In 1996, the invention of cryptovirology paved the way for modern day ransomware. Major cyberattacks were reportedly staged that year against the U.S. Department of Justice, the U.S. Air Force, the CIA and the U.S. Department of Defense.
Over two decades later, we are again facing high-profile and publicized cyberattacks on mission-critical infrastructure assets. Not to mention thousands of unreported ransomware attacks each day across the globe, which are staggering and alarming. The necessary investments and collective will to foster transformative technology innovations in cyber defense by government bureaucrats and corporate boardrooms have not been enough.
In the early, formative days of the internet, network and endpoint security was a matter of monitoring the systems that were our livelihood (i.e., enterprise desktops and servers, and personal computers). It was driven by compliance and security standards for data privacy and protection. Later a mobile workforce and the bring-your-own-device paradigm demanded remote access over virtual private networks and network admission controls respectively.
The Internet of Things (IoT) era proliferated devices and outnumbered interactive users in the cloud-based services economy. Today, artificial intelligence (AI) and machine learning (ML) are on course to shift the dynamics of next-generation safety and security of connected things, integrated with device hardening for cyber resilience and operational efficiencies.
In coming years, the digital revolution witnessed in the cloud over the past decades will have to confront the drive towards end-to-end digital transformation. Continued tribal thinking and short-term objectives in cybersecurity will be catastrophic in the age of sophisticated cyberwars staged by nation state actors and a cybercrime syndicate that operates with impunity across the globe.
A pandemic just brought the world to an unforeseen standstill for over a year. A crippling cyberwar can inflict a lot more damage on our instrumented way of life. A week without water, electricity, medical services, public transportation or internet access will appear pale in contrast to weeks, and perhaps months, of crippling outages while ransom is negotiated, and compromised infrastructure inspected and restored. The cyberattack surface and exposures in this dangerous game of asymmetric warfare are significant and scary.
Where do we begin course correction and where will it lead us? Whether you believe climate change is caused by human activities or by the intricate laws of nature, cyberspace is a human innovation without the wisdom of a supernatural force. Replacing humans with machines was the theme of the industrial revolution. Replacing natural intelligence with machine intelligence is the emerging cyber revolution. It behooves the scientific and political pundits to ponder on strategic direction and undesirable consequences. Every wave that changes our lives and livelihoods demands education and retraining to survive in the wilderness — whether in a jungle, city, suburb or on the internet. Cyberspace is a greenfield and a minefield.
The genesis of transforming cyberspace into a safe space will require no-nonsense international standards and regulations for safety and security of all connected things. If wearing masks is annoying during a global pandemic as a preventative measure to stop the spread, immunization is the protection to restore normalcy. Similarly, in the emerging information and operational technology convergence space of cyber physical systems, detection and prevention are equivalent to masks, and device protection is the immunization countermeasure for cyber resilience.
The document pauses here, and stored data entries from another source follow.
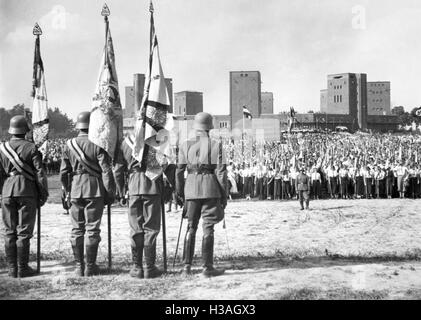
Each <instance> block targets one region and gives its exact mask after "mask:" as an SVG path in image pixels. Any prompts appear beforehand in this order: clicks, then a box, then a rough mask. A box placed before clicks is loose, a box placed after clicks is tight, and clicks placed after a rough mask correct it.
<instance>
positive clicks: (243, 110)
mask: <svg viewBox="0 0 421 320" xmlns="http://www.w3.org/2000/svg"><path fill="white" fill-rule="evenodd" d="M244 132H245V122H244V107H243V132H242V134H241V138H242V139H241V140H242V144H241V155H242V157H243V167H244V166H245V158H244V137H245V134H244Z"/></svg>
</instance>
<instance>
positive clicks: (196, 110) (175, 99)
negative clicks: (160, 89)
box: [174, 91, 203, 116]
mask: <svg viewBox="0 0 421 320" xmlns="http://www.w3.org/2000/svg"><path fill="white" fill-rule="evenodd" d="M199 112H203V93H202V92H196V91H181V92H177V93H175V94H174V114H175V115H178V116H184V115H195V114H197V113H199Z"/></svg>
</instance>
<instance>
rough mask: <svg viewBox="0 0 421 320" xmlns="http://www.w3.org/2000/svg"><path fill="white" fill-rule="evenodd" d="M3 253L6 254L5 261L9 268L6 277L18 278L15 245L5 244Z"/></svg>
mask: <svg viewBox="0 0 421 320" xmlns="http://www.w3.org/2000/svg"><path fill="white" fill-rule="evenodd" d="M4 251H5V253H6V261H7V265H8V267H9V271H8V273H7V275H8V276H9V277H12V278H17V276H18V260H17V248H16V243H15V242H13V243H12V244H7V243H5V245H4Z"/></svg>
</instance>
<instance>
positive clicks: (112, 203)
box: [104, 193, 115, 206]
mask: <svg viewBox="0 0 421 320" xmlns="http://www.w3.org/2000/svg"><path fill="white" fill-rule="evenodd" d="M114 200H115V196H114V195H113V194H111V193H106V194H105V197H104V203H105V205H107V206H110V205H112V204H113V203H114Z"/></svg>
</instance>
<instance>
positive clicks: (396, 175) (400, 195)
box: [394, 162, 408, 199]
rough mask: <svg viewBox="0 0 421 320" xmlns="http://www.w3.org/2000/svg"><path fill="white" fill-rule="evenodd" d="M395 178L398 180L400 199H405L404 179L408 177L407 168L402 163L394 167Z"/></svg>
mask: <svg viewBox="0 0 421 320" xmlns="http://www.w3.org/2000/svg"><path fill="white" fill-rule="evenodd" d="M394 171H395V176H396V177H397V178H398V192H399V196H400V198H401V199H403V198H404V197H405V179H406V177H407V175H408V168H407V167H405V166H404V164H403V162H401V163H400V164H399V165H397V166H396V167H395V170H394Z"/></svg>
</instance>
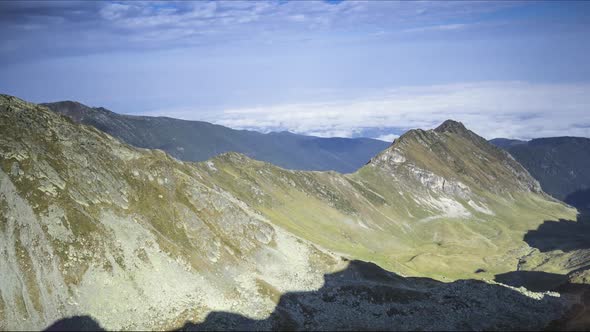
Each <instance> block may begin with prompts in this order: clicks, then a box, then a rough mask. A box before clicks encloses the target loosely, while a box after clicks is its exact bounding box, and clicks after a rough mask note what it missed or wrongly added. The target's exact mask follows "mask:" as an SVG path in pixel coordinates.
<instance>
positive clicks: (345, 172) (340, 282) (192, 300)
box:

It is time to immunize devices and not perpetually deploy additional masks in the network wiring closet. The detection and prevention tools and methods that hackers are well versed in, the volume of events with low signal-to-noise ratio, and the cost of post-breach forensics to generate threat intelligence is a strategy that is not sustainable. Detection methods based on deductive, inductive, abductive reasoning, Bayesian logic (statistical) or Markovian (stochastic) models are inadequate against the sophisticated tools and methods in the arsenal of nation-state adversaries.
Security professionals have diligently responded to threats with anti-virus, intrusion detection, malware detection, anomaly and behavior detection, event and log correlation to guard the fortress from external attackers. However, adversaries are always two steps ahead and hold the first-strike advantage. When hackers encounter obstacles, they innovate.
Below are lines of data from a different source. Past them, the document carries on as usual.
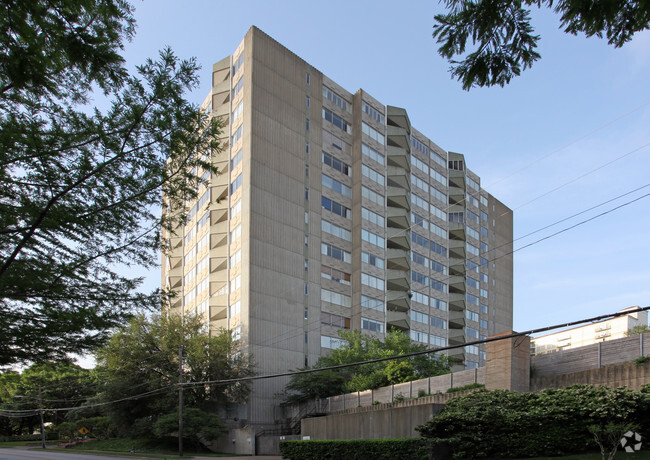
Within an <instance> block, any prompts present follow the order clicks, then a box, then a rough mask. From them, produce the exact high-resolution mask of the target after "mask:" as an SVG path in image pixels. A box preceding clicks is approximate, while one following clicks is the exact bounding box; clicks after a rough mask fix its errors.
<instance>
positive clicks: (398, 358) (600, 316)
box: [183, 306, 650, 386]
mask: <svg viewBox="0 0 650 460" xmlns="http://www.w3.org/2000/svg"><path fill="white" fill-rule="evenodd" d="M647 310H650V306H646V307H638V308H637V309H635V310H627V311H625V312H621V311H618V312H616V313H610V314H606V315H600V316H594V317H592V318H586V319H581V320H578V321H572V322H569V323H561V324H556V325H553V326H546V327H540V328H537V329H530V330H528V331H524V332H513V333H511V334H506V335H499V336H496V337H487V338H485V339H481V340H474V341H471V342H466V343H463V344H461V345H449V346H446V347H440V348H432V349H427V350H421V351H414V352H411V353H404V354H400V355H393V356H389V357H384V358H376V359H369V360H366V361H360V362H357V363H349V364H339V365H336V366H328V367H321V368H315V369H305V370H299V371H288V372H281V373H277V374H267V375H258V376H253V377H241V378H235V379H225V380H206V381H204V382H187V383H183V385H187V386H191V385H228V384H231V383H238V382H250V381H254V380H262V379H272V378H277V377H287V376H289V377H290V376H292V375H300V374H313V373H315V372H322V371H329V370H338V369H346V368H349V367H356V366H363V365H365V364H374V363H381V362H385V361H393V360H395V359H403V358H411V357H413V356H421V355H426V354H430V353H439V352H441V351H447V350H454V349H456V348H462V347H466V346H470V345H481V344H484V343H489V342H497V341H499V340H506V339H511V338H515V337H522V336H527V335H531V334H537V333H540V332H546V331H551V330H554V329H559V328H562V327H571V326H576V325H578V324H584V323H593V322H598V321H602V320H605V319H611V318H617V317H619V316H626V315H629V314H631V313H638V312H641V311H647Z"/></svg>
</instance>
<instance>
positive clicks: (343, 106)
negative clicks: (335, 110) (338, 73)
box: [323, 86, 349, 111]
mask: <svg viewBox="0 0 650 460" xmlns="http://www.w3.org/2000/svg"><path fill="white" fill-rule="evenodd" d="M323 97H324V98H325V99H327V100H328V101H330V102H332V103H333V104H334V105H337V106H339V107H340V108H342V109H343V110H346V111H349V110H348V103H347V102H346V101H345V100H344V99H343V98H342V97H341V96H339V95H338V94H336V93H335V92H334V91H332V90H331V89H329V88H328V87H326V86H323Z"/></svg>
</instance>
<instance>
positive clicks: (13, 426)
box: [0, 362, 98, 436]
Today, the global supply chain poses grave risks with blind spots at the component level and blind trust in data. The dichotomy between information technology and operational technology system administration, provisioning, operations, and maintenance requires fostering skill sets in the workforce. The global and fragmented market with export and import controls poses further challenges in a world economy without international treaties on cybersecurity to deter cyber criminals.
This is a call to action for original equipment manufacturers to rise to the occasion with security by design to empower AI engineering at the edge and in the cloud. It is the defining moment and about time for the board of directors and C-level executives in global corporations to look beyond quarterly profit and loss charts and focus on intrinsic value creation to protect the infrastructure elements and generate economic opportunities.
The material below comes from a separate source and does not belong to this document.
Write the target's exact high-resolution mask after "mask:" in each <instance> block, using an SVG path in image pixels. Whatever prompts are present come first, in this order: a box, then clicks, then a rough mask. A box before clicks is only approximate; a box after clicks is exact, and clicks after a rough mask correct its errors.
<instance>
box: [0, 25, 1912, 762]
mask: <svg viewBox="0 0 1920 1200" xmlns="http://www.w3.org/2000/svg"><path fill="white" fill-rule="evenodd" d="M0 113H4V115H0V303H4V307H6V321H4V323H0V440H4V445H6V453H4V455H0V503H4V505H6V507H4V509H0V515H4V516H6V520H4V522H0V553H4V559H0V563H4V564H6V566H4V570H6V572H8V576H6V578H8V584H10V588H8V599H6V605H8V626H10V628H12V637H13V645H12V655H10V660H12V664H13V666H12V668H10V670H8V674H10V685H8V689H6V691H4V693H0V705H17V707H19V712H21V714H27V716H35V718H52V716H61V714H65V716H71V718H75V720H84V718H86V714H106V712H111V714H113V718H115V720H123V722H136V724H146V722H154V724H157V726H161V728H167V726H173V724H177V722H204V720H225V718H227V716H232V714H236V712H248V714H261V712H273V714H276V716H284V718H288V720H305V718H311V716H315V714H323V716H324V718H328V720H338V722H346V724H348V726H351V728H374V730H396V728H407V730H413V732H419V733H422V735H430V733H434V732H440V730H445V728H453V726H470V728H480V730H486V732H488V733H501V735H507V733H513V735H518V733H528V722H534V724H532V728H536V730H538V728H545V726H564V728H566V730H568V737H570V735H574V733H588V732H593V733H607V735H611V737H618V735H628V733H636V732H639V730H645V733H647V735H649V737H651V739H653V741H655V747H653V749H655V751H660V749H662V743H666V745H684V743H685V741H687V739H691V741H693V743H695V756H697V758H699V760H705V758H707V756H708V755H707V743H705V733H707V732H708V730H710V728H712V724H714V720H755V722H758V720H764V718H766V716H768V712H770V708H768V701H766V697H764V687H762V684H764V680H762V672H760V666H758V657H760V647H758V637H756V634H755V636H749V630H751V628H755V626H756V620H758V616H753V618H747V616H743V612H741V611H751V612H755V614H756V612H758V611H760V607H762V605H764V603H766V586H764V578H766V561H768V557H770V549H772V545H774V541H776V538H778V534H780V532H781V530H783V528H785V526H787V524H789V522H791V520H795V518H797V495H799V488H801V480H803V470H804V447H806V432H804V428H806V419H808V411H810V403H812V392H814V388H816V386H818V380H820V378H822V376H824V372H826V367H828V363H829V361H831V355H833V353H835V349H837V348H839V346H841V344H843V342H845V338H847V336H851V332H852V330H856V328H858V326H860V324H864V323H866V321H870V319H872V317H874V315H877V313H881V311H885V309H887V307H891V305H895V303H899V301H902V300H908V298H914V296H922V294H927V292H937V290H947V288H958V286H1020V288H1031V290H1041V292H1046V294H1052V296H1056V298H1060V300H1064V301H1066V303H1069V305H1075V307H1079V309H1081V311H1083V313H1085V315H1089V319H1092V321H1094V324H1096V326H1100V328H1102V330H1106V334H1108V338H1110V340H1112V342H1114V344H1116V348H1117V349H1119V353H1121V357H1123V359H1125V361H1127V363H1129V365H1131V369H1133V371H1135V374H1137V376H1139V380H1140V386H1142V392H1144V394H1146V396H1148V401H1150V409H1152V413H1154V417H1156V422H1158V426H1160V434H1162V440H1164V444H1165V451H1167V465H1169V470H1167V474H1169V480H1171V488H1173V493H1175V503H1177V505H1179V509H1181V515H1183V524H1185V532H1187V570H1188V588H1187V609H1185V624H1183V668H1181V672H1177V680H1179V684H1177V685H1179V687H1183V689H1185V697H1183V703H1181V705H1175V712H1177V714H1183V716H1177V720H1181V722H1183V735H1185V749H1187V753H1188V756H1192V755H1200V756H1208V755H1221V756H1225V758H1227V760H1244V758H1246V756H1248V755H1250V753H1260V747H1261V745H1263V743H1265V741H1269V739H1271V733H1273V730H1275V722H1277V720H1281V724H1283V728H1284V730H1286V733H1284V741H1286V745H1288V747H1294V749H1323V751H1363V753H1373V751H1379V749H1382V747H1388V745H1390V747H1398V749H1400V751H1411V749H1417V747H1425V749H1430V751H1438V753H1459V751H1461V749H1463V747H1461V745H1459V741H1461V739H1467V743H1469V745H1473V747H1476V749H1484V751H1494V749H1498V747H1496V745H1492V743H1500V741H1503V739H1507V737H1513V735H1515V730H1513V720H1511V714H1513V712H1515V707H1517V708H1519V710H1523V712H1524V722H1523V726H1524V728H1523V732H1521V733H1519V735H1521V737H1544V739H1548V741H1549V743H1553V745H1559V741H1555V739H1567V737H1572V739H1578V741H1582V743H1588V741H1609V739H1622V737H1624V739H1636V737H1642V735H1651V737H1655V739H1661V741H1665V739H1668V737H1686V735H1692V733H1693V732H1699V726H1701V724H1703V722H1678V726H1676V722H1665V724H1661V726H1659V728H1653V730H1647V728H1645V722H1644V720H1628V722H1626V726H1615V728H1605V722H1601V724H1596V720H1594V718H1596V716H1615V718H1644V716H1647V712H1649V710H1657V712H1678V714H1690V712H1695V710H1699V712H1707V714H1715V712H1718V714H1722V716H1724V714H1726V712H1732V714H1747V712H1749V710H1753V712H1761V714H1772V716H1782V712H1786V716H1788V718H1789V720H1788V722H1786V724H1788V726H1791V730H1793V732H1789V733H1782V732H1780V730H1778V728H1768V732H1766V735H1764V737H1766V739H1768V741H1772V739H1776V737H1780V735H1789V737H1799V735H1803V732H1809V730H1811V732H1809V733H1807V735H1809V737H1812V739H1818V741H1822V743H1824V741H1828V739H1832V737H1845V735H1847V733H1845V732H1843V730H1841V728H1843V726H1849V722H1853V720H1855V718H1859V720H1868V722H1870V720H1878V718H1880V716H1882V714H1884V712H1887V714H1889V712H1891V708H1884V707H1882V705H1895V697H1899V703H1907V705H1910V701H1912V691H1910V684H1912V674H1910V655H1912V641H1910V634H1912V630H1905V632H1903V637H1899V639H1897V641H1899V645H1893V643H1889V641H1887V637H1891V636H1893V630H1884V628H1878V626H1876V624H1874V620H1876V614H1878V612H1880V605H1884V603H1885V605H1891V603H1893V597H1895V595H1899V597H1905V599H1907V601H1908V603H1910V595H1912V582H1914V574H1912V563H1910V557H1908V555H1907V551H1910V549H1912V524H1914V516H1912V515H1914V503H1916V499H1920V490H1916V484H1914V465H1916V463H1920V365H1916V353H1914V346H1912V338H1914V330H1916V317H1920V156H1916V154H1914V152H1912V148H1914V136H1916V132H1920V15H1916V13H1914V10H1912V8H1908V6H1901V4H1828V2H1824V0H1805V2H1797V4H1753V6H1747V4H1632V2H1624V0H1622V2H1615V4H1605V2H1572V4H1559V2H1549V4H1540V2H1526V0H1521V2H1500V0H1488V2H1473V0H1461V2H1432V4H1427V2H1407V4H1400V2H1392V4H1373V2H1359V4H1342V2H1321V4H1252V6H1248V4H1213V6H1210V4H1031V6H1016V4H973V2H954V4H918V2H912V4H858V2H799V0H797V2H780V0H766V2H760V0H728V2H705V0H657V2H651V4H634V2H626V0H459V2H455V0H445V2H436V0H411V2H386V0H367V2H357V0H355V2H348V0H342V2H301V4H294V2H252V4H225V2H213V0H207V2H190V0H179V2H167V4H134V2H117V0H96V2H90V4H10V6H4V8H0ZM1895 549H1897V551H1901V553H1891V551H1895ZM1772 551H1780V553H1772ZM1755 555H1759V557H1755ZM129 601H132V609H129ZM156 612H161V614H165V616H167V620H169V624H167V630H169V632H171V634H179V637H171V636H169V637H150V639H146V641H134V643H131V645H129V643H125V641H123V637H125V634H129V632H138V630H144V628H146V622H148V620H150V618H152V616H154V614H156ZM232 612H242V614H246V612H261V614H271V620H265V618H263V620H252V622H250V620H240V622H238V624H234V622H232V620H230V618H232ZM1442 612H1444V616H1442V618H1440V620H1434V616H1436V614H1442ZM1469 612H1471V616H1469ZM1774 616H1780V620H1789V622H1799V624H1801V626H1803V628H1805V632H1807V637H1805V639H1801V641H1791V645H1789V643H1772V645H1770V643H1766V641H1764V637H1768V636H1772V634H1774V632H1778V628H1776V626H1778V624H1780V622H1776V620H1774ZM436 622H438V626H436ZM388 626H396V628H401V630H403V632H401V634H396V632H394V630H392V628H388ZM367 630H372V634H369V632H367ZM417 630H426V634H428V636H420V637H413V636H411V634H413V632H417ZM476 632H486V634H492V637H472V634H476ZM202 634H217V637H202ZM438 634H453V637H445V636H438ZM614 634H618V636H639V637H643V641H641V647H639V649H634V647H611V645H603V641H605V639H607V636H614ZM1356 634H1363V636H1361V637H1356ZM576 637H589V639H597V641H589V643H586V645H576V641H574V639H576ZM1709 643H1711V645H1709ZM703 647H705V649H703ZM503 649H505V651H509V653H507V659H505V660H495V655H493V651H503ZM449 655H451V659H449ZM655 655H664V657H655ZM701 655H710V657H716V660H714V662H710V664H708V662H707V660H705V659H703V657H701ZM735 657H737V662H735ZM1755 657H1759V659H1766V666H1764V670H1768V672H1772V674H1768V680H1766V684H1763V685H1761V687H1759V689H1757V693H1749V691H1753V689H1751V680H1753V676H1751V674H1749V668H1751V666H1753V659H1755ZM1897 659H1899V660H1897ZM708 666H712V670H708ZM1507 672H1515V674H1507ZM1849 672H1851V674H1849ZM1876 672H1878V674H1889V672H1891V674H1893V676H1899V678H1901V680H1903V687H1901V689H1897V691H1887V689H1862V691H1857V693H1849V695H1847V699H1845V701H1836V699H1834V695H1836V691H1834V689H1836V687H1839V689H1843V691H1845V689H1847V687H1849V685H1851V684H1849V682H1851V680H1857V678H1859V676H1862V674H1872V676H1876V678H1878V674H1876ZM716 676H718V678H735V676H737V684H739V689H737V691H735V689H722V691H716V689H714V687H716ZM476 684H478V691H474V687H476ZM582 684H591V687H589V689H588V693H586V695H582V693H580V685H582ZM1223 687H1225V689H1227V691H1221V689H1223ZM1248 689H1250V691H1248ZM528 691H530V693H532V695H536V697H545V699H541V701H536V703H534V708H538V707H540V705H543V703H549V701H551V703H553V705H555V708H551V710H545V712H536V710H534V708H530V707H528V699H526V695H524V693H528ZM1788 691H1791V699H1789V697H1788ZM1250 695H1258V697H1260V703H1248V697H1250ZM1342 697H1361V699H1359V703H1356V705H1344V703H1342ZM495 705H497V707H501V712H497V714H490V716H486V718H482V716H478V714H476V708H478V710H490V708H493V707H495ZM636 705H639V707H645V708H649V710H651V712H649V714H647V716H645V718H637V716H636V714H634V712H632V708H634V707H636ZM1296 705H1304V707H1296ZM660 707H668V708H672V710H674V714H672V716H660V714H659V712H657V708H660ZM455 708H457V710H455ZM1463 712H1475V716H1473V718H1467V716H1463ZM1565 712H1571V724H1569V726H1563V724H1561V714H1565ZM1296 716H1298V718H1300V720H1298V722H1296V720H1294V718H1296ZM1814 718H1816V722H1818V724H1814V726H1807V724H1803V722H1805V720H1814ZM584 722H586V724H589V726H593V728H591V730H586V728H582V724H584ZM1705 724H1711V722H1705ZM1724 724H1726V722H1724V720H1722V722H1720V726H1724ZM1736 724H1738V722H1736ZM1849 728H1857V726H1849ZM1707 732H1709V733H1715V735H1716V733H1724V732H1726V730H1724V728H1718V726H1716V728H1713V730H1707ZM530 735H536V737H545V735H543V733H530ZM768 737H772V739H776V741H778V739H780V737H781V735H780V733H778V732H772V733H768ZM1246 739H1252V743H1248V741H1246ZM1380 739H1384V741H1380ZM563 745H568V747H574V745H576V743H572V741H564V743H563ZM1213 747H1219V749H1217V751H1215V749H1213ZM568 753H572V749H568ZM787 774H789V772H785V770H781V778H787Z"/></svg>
The emerging innovations in digital transformation, artificial intelligence, deep/machine learning, zero trust networking models and digital twins rely on foundational safety and security in devices. The high road to authoritative device identification with digital identities for secure onboarding, mutual authentication between peers using trusted digital certificates, attestation of platform trust, and supply chain tamper resistance is clear and imminent.